While she agrees that studies addressing childhood obesity are badly needed, pediatric weight loss specialist Melinda Sothern, PhD, says there are effective intervention programs for overweight kids.

Sothern directs the Childhood Obesity Prevention Laboratory at Louisiana State University, and is co-author of the book Trim Kids.

"A good program won't focus on weight," she says. "It will focus on healthy eating, increasing physical activity, and decreasing the time a kid spends in front of the television or computer."

Interventions aimed at younger children should focus on the home environment, she says. Some of the most important changes include:

  • Limiting screen time -- TV, computers, and video games -- to less than 2 hours a day.
  • Making sure kids have plenty of opportunity for exercise, especially unstructured play.
  • Having regular sit-down family meals, and banning snacking in front of the television.
  • Getting junk foods out of the house, and replacing them with fruits, vegetables, and other healthy foods.

"The key is for parents to take control of the home," she says. "Young children, especially, will eat what is available. That means junk food if it is there and healthier fare if it isn't."

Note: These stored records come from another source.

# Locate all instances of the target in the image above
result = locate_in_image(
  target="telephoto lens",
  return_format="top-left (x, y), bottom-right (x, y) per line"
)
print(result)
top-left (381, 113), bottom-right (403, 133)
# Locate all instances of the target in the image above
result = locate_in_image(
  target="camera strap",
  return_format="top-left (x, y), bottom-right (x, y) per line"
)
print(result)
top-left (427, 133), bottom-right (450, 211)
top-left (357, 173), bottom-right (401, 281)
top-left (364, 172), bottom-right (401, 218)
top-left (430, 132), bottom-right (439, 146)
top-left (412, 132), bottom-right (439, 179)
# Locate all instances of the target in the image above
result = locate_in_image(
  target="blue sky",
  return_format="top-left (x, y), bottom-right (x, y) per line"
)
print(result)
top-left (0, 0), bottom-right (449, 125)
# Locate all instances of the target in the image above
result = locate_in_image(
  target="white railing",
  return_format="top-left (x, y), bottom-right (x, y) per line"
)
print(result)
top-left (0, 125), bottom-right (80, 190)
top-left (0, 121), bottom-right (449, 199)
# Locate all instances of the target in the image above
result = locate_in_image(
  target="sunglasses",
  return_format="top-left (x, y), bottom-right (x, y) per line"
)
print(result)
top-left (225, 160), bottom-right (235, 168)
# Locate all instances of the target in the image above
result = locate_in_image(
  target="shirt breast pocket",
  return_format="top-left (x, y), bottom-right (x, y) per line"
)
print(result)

Parents are less able to influence their older children's behaviors with regard to weight, food choices, and activity, and they should not even try unless asked, Sothern says.

"Parents shouldn't get into struggles about weight and food with teenagers because there are so many other things going on," she says. "We don't really know what works with teens, but we do know that the worst thing a parent can do is confront their teenaged child about their weight."